Harvey seems at the cusp of understanding what’s really going on when she develops a metaphor for what she calls the “abecedarian’s particular combination of restraint and freedom”:
Perhaps writing with full access to every word in the language is like looking at a 360-degree panorama from which we can choose to look at any thing at any time. The thing about the panorama, though, is that, while it’s available to us, we don’t use it all at once. We can’t ever keep the entire possibilities of the language in our heads at one time… By contrast, writing abecedarianally…is more like walking up the stairs of a castle and looking through a series of small windows. From one you see the forest of F, complete with flora and fauna. Through another you see the meadow of M… There’s a lushness to the abecedarius that speaks to the old saw about form allowing freedom…
(American Poet, 13)
She understands that a narrowing of focus leads to an expansion of consciousness. All that’s missing from her description is the underlying why.
“The Future of Terror / Terror of the Future” comprises less than half of Modern Life, and it isn’t the only sequence that deploys a poetic gimmick in pursuit of new understanding. Other sections use other gimmicks with varying degrees of success. The dozen or so “Robo-boy” prose poems remind—or were perhaps inspired by—Haley Joel Osment’s role as an android in the Spielberg film A.I. They work individually, and remain interesting throughout, yet fail to match the cultural resonance (and relevance) of the abecedarians. The subject makes sense for the book, and certainly seems like meaningful commentary on “modern life,” but rather than formal and full of chance, the conceit is situational, and thus too overt, the stylings too plainly stylized. The Robo-boy poems fit within the metaphor of the small window—the narrow opening, this time, being the narrative of the young android—but the narrowing isn’t distracting to the author’s will, and so doesn’t have the same revelatory effect.
This problem has far more excruciating results in a series of extremely brief poems, each written around a kind of joke between “I” and “You.” Here’s a complete example:
You Have My Eyes
Give them back.
(Modern Life, 75)
The initial idea is as quirky and interesting as that of “The Future of Terror” or “Robo-boy,” but the conceit leaves absolutely no room for input from the interior. Here the idea for the poem is the poem; the only will is willful. These are the poems that, in an otherwise glowing review of Modern Life in the New York Times, David Orr calls “coy productions.” In other words, they’re too self-conscious, the gimmick too glaring.

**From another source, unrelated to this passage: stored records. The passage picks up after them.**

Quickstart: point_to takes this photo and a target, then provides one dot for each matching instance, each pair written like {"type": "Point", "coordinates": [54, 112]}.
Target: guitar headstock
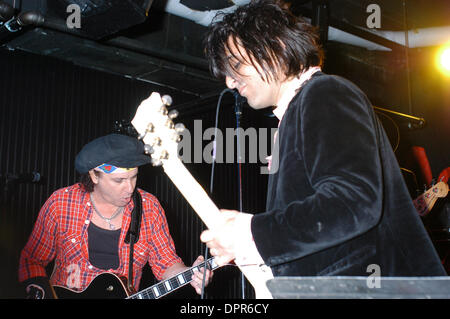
{"type": "Point", "coordinates": [425, 202]}
{"type": "Point", "coordinates": [156, 128]}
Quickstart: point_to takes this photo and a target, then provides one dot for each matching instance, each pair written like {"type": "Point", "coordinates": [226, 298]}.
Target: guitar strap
{"type": "Point", "coordinates": [133, 233]}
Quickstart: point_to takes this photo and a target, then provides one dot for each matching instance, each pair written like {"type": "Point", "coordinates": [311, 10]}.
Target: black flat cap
{"type": "Point", "coordinates": [115, 149]}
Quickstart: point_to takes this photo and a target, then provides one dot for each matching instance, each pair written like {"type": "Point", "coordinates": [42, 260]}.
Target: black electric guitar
{"type": "Point", "coordinates": [111, 286]}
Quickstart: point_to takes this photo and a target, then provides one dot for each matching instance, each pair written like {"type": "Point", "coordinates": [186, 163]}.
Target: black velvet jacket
{"type": "Point", "coordinates": [337, 201]}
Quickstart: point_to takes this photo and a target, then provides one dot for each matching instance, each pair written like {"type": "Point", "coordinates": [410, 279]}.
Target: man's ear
{"type": "Point", "coordinates": [94, 176]}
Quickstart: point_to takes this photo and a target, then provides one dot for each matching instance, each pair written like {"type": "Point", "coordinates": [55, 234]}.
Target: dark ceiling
{"type": "Point", "coordinates": [166, 48]}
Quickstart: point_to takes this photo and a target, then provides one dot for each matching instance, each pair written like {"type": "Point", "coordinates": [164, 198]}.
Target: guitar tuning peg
{"type": "Point", "coordinates": [167, 100]}
{"type": "Point", "coordinates": [148, 149]}
{"type": "Point", "coordinates": [156, 162]}
{"type": "Point", "coordinates": [164, 155]}
{"type": "Point", "coordinates": [173, 114]}
{"type": "Point", "coordinates": [176, 137]}
{"type": "Point", "coordinates": [157, 141]}
{"type": "Point", "coordinates": [179, 127]}
{"type": "Point", "coordinates": [163, 110]}
{"type": "Point", "coordinates": [170, 124]}
{"type": "Point", "coordinates": [150, 128]}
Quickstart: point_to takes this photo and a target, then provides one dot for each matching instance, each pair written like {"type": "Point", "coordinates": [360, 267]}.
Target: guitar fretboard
{"type": "Point", "coordinates": [164, 287]}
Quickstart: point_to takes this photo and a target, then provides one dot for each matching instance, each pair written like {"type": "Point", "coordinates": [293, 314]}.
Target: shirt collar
{"type": "Point", "coordinates": [291, 89]}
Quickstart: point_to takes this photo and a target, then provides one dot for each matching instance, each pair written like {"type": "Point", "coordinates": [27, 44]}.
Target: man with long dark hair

“The Future of Terror,” on the other hand, uses the gimmick of the abecedarian poem to quiet consciousness, thus allowing the poet to act spontaneously within the work. Later in his review of Modern Life, Orr remarks that “One suspects that the reason Harvey likes to talk about the safe subject of form so much is that she’s a bit unsettled by her own project.” That unsettled feeling is what makes the sequence so powerful—and it feels so unsettled, I believe, because the raw imagination was exposed through her close attention to its form.